我使用Tensorflow 1.2和3.5蟒在蟒蛇环境在Windows 7
代码:
def ann_model(cls,data, act=tf.nn.relu):
with tf.name_scope('ANN'):
with tf.name_scope('ann_weights'):
ann_weights = tf.Variable(tf.random_normal([1,
cls.n_ann_nodes]))
with tf.name_scope('ann_bias'):
ann_biases = tf.Variable(tf.random_normal([1]))
out = act(tf.matmul(data,ann_weights) + ann_biases)
return out
def rnn_lower_model(cls,data):
with tf.name_scope('RNN_Model'):
data_tens = tf.split(data, cls.sequence_length,1)
for i in range(len(data_tens)):
data_tens[i] = tf.reshape(data_tens[i],[cls.batch_size,
cls.n_rnn_inputs])
rnn_cell = tf.nn.rnn_cell.BasicLSTMCell(cls.n_rnn_nodes_lower)
outputs, states = tf.contrib.rnn.static_rnn(rnn_cell,
data_tens,
dtype=tf.float32)
with tf.name_scope('RNN_out_weights'):
out_weights = tf.Variable(
tf.random_normal([cls.n_rnn_nodes_lower,1]))
with tf.name_scope('RNN_out_biases'):
out_biases = tf.Variable(tf.random_normal([1]))
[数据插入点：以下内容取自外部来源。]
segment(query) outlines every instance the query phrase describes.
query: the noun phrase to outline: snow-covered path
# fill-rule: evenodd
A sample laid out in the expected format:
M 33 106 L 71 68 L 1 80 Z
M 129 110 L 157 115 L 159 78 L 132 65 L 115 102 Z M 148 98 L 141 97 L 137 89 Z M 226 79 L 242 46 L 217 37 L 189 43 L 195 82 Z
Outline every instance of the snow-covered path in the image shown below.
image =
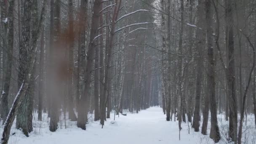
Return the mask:
M 69 121 L 67 122 L 67 128 L 64 128 L 62 122 L 62 129 L 59 128 L 56 132 L 52 133 L 49 131 L 48 124 L 46 122 L 37 123 L 35 123 L 35 127 L 30 136 L 26 138 L 14 128 L 13 130 L 16 133 L 11 136 L 10 144 L 201 143 L 200 133 L 195 133 L 190 130 L 190 134 L 188 134 L 187 124 L 184 123 L 182 123 L 181 140 L 179 141 L 177 122 L 166 121 L 160 107 L 152 107 L 139 114 L 128 113 L 127 116 L 116 117 L 114 124 L 111 124 L 113 114 L 111 116 L 111 119 L 105 122 L 103 129 L 101 128 L 99 121 L 90 121 L 87 125 L 86 131 L 76 128 L 75 122 Z M 204 138 L 208 139 L 208 136 Z

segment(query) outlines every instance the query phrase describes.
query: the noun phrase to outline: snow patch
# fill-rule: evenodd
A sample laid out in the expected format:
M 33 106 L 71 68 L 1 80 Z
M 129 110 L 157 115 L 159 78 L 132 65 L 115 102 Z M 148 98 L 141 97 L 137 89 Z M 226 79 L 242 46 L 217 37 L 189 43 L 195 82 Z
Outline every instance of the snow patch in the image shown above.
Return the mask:
M 114 126 L 118 126 L 118 124 L 117 124 L 117 122 L 115 120 L 112 120 L 109 123 L 109 125 L 114 125 Z

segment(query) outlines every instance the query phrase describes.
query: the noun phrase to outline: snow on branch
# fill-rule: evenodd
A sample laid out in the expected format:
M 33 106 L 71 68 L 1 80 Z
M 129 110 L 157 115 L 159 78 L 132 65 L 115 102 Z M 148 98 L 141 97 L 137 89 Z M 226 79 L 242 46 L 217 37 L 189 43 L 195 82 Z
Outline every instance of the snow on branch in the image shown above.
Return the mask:
M 129 33 L 130 34 L 133 32 L 134 32 L 135 31 L 136 31 L 138 29 L 147 29 L 147 28 L 144 28 L 144 27 L 138 28 L 138 29 L 136 29 L 133 30 L 132 30 L 131 31 L 129 32 Z
M 96 37 L 94 37 L 94 38 L 93 40 L 93 41 L 94 41 L 94 40 L 95 40 L 97 38 L 98 38 L 98 37 L 101 36 L 102 35 L 102 34 L 101 34 L 101 35 L 97 35 Z
M 201 28 L 200 27 L 198 27 L 195 25 L 191 24 L 189 24 L 189 23 L 187 24 L 187 25 L 188 25 L 188 26 L 189 26 L 191 27 L 194 27 L 196 28 L 197 29 L 202 29 L 202 28 Z
M 117 5 L 117 4 L 116 3 L 114 3 L 114 4 L 113 4 L 112 5 L 109 5 L 108 6 L 107 6 L 105 8 L 104 8 L 103 9 L 102 9 L 101 11 L 100 11 L 99 13 L 101 13 L 103 11 L 104 11 L 105 9 L 108 8 L 112 7 L 112 6 L 116 6 L 116 5 Z
M 124 27 L 122 28 L 121 28 L 117 30 L 115 32 L 115 33 L 116 33 L 118 32 L 119 32 L 120 30 L 122 30 L 125 28 L 126 28 L 127 27 L 132 27 L 132 26 L 137 26 L 137 25 L 141 25 L 141 24 L 152 24 L 152 23 L 151 22 L 142 22 L 142 23 L 136 23 L 136 24 L 130 24 L 127 26 L 126 26 L 125 27 Z
M 141 10 L 137 10 L 137 11 L 134 11 L 132 12 L 131 12 L 131 13 L 128 13 L 128 14 L 125 14 L 125 15 L 123 16 L 121 16 L 121 17 L 120 18 L 119 18 L 118 19 L 117 19 L 117 21 L 115 21 L 115 22 L 116 22 L 116 22 L 117 22 L 117 21 L 119 21 L 121 19 L 123 19 L 123 18 L 125 18 L 125 17 L 128 16 L 130 16 L 130 15 L 132 15 L 132 14 L 134 14 L 134 13 L 138 13 L 138 12 L 140 12 L 140 11 L 147 11 L 147 12 L 149 12 L 149 10 L 143 10 L 143 9 L 141 9 Z
M 105 3 L 105 2 L 109 2 L 110 1 L 113 1 L 113 0 L 103 0 L 101 2 L 101 3 Z
M 104 25 L 102 27 L 100 27 L 99 28 L 98 28 L 98 30 L 100 30 L 100 29 L 102 29 L 102 28 L 103 28 L 104 27 L 108 27 L 109 26 L 111 26 L 111 25 L 112 25 L 112 24 L 113 23 L 110 23 L 110 24 L 107 24 L 106 25 Z

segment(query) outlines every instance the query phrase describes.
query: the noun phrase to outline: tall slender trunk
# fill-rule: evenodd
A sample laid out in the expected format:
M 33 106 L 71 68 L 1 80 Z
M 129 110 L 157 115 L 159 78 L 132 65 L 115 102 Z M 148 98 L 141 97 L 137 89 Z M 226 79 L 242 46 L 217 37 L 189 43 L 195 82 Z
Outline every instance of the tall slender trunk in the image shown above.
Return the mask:
M 235 95 L 235 58 L 234 33 L 233 30 L 233 1 L 225 1 L 226 33 L 227 67 L 226 75 L 227 80 L 228 93 L 229 110 L 229 135 L 235 143 L 237 142 L 237 108 Z
M 74 33 L 74 19 L 73 18 L 73 0 L 69 0 L 68 15 L 69 18 L 68 33 L 69 39 L 68 48 L 68 93 L 69 119 L 72 121 L 77 120 L 77 117 L 74 111 L 74 103 L 73 99 L 73 73 L 74 68 L 73 50 L 74 45 L 75 34 Z
M 220 135 L 218 120 L 217 118 L 217 107 L 215 96 L 215 65 L 213 48 L 213 29 L 212 6 L 211 0 L 206 0 L 205 3 L 205 18 L 206 21 L 206 33 L 207 38 L 207 48 L 208 49 L 208 72 L 209 83 L 209 94 L 211 110 L 211 132 L 210 137 L 213 139 L 215 143 L 219 142 L 220 139 Z
M 40 74 L 39 75 L 39 91 L 38 93 L 38 120 L 42 121 L 42 109 L 43 107 L 43 99 L 44 96 L 43 78 L 44 78 L 44 29 L 41 34 L 40 49 Z
M 60 97 L 60 93 L 59 91 L 61 89 L 61 80 L 59 80 L 59 78 L 56 77 L 56 75 L 60 74 L 61 69 L 58 69 L 61 67 L 61 59 L 60 59 L 63 56 L 63 51 L 60 49 L 60 16 L 61 16 L 61 0 L 54 0 L 53 8 L 53 47 L 51 48 L 53 51 L 53 53 L 51 54 L 51 56 L 50 61 L 52 63 L 51 64 L 50 70 L 51 80 L 51 119 L 50 120 L 50 131 L 52 132 L 56 131 L 58 128 L 58 122 L 59 120 L 59 106 L 58 105 L 59 98 Z
M 3 77 L 3 89 L 1 96 L 1 115 L 3 121 L 5 121 L 8 113 L 9 108 L 8 104 L 8 96 L 9 96 L 11 77 L 11 68 L 12 65 L 12 55 L 13 48 L 13 11 L 14 10 L 15 0 L 12 0 L 9 2 L 9 8 L 8 14 L 8 29 L 9 31 L 7 35 L 8 40 L 7 51 L 6 69 L 5 77 Z

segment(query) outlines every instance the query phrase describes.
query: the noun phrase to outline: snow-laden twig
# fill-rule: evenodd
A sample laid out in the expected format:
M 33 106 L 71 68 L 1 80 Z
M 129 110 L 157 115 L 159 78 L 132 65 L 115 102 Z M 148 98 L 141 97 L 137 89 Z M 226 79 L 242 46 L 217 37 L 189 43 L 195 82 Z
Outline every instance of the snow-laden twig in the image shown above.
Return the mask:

#Encode the output of the RNN into one estimate per entry in
#the input sequence
predict_list = []
for i in range(cls.sequence_length):
predict_list.append(tf.matmul(outputs[i],
out_weights)
+ out_biases)
return predict_list
def create_graph(cls,sess):
#Initializes the graph
with tf.name_scope('input'):
cls.x = tf.placeholder('float',[cls.batch_size,
cls.sequence_length,
cls.n_inputs])
with tf.name_scope('labels'):
cls.y = tf.placeholder('float',[cls.batch_size,1])
with tf.name_scope('community_id'):
cls.c = tf.placeholder('float',[cls.batch_size,1])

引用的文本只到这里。